Die Opposition hatte Behinderungen beim Wahlkampf beklagt und hält Präsident Eduard Kokojty vor, sich mit der Wahl die Mehrheit im Parlament für eine Verfassungsänderung und eine dritte Amtszeit verschaffen zu wollen. Kokojty strebt eine Vereinigung mit Nordossetien unter dem Dach Russlands an.
 
Nach dem Südkaukasus-Krieg vom vergangenen Sommer, der mit Auseinandersetzungen der südossetischen und georgischen Truppen begann, haben nur Russland und Nicaragua Südossetien als Staat anerkannt.

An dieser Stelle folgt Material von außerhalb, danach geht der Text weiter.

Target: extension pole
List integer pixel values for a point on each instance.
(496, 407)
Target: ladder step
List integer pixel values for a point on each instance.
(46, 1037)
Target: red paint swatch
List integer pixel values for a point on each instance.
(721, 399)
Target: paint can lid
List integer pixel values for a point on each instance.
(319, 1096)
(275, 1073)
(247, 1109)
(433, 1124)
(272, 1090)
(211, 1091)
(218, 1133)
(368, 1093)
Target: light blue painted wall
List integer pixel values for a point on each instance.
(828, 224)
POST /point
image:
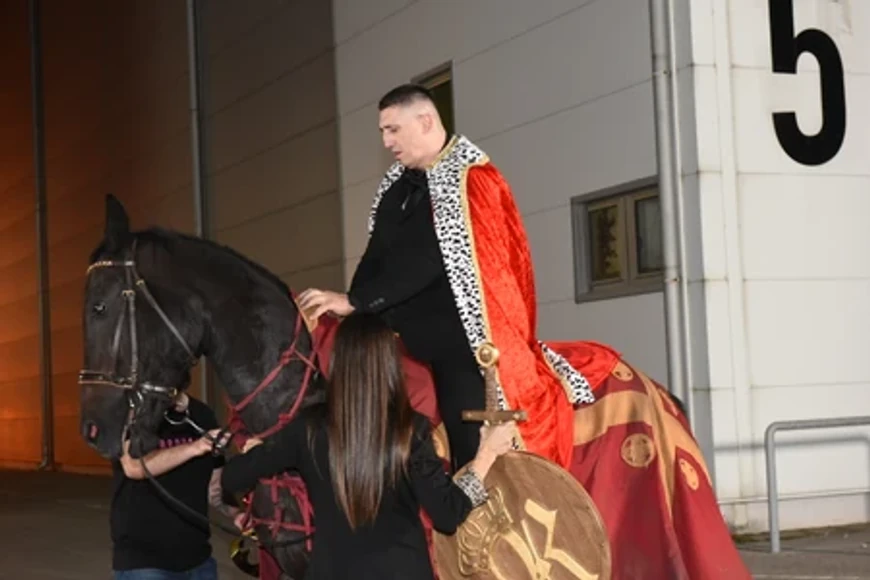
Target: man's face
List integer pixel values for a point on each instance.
(403, 133)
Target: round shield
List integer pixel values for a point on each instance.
(539, 523)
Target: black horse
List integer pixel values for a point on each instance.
(156, 301)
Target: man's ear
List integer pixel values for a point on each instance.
(427, 121)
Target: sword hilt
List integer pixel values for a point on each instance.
(487, 356)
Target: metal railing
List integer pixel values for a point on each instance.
(770, 461)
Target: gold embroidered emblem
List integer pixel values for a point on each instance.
(689, 474)
(638, 450)
(622, 372)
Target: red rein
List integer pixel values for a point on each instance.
(293, 484)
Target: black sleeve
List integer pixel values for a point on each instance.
(446, 504)
(414, 262)
(277, 454)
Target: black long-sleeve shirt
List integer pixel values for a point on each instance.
(394, 546)
(401, 275)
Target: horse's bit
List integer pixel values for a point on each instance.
(138, 389)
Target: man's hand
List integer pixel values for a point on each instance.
(251, 443)
(315, 303)
(204, 444)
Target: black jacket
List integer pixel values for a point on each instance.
(393, 547)
(402, 277)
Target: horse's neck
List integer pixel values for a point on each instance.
(247, 340)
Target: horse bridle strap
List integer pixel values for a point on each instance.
(131, 382)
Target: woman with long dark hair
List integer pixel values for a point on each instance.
(369, 464)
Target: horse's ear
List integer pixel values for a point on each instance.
(117, 234)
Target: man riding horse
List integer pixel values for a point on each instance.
(448, 265)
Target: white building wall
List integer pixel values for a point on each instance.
(785, 269)
(533, 89)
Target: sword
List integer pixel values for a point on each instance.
(487, 356)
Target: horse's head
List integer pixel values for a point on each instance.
(139, 339)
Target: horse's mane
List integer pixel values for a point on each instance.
(213, 251)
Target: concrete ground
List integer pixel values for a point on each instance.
(55, 526)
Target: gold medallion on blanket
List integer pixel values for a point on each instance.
(538, 523)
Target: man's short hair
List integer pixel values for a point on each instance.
(404, 95)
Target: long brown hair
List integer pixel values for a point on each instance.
(369, 416)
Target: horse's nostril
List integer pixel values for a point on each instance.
(91, 431)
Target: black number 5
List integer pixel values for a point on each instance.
(785, 49)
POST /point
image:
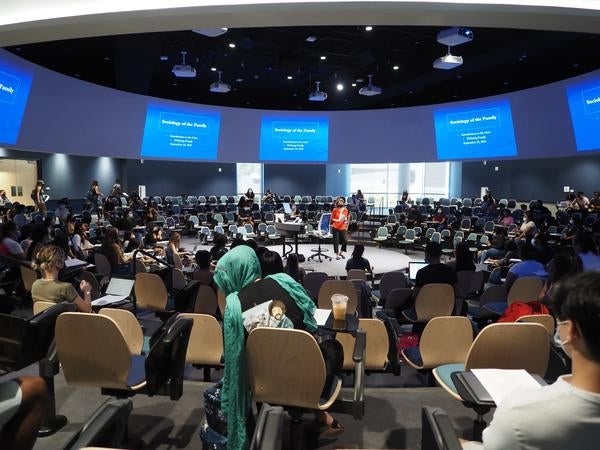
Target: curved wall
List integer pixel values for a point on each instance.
(66, 115)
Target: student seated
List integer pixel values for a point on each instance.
(203, 274)
(22, 403)
(357, 261)
(50, 260)
(528, 267)
(565, 414)
(111, 248)
(248, 282)
(435, 271)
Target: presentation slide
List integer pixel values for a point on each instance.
(15, 84)
(482, 129)
(584, 104)
(294, 138)
(180, 132)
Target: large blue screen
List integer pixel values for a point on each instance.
(180, 132)
(584, 103)
(482, 129)
(15, 84)
(294, 138)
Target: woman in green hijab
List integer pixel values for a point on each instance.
(238, 274)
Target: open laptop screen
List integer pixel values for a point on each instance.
(120, 286)
(414, 267)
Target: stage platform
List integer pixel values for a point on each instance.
(382, 259)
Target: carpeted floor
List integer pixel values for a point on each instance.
(392, 414)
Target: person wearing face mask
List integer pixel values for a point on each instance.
(50, 260)
(565, 414)
(439, 219)
(339, 220)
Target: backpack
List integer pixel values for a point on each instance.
(519, 309)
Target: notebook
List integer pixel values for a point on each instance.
(118, 290)
(413, 268)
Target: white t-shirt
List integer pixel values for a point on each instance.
(555, 417)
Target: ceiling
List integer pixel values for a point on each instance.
(263, 60)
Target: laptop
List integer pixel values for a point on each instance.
(118, 290)
(413, 268)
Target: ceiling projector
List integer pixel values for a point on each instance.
(447, 62)
(317, 95)
(219, 86)
(183, 70)
(455, 36)
(369, 90)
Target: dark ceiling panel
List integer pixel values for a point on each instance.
(495, 62)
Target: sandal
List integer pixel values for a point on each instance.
(331, 431)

Georgien bezeichnete die Wahl als illegal.
 
Ein südossetischer Bürger erhofft sich von der Wahl radikale Veränderungen – Veränderungen zum Besseren: den Wiederaufbau seiner Stadt, der nun endlich beginne, und er hoffe, dass das Parlament danach effizienter und produktiver arbeite.
 
Die Opposition hält dem Präsidenten vor, die von Moskau überwiesenen Gelder für den Wiederaufbau nach dem Krieg veruntreut zu haben. Russland hatte umgerechnet über 200 Millionen Euro zugesagt, die Überweisungen aber bald eingestellt und stärkere Kontrollen zum Einsatz der Mittel angekündigt.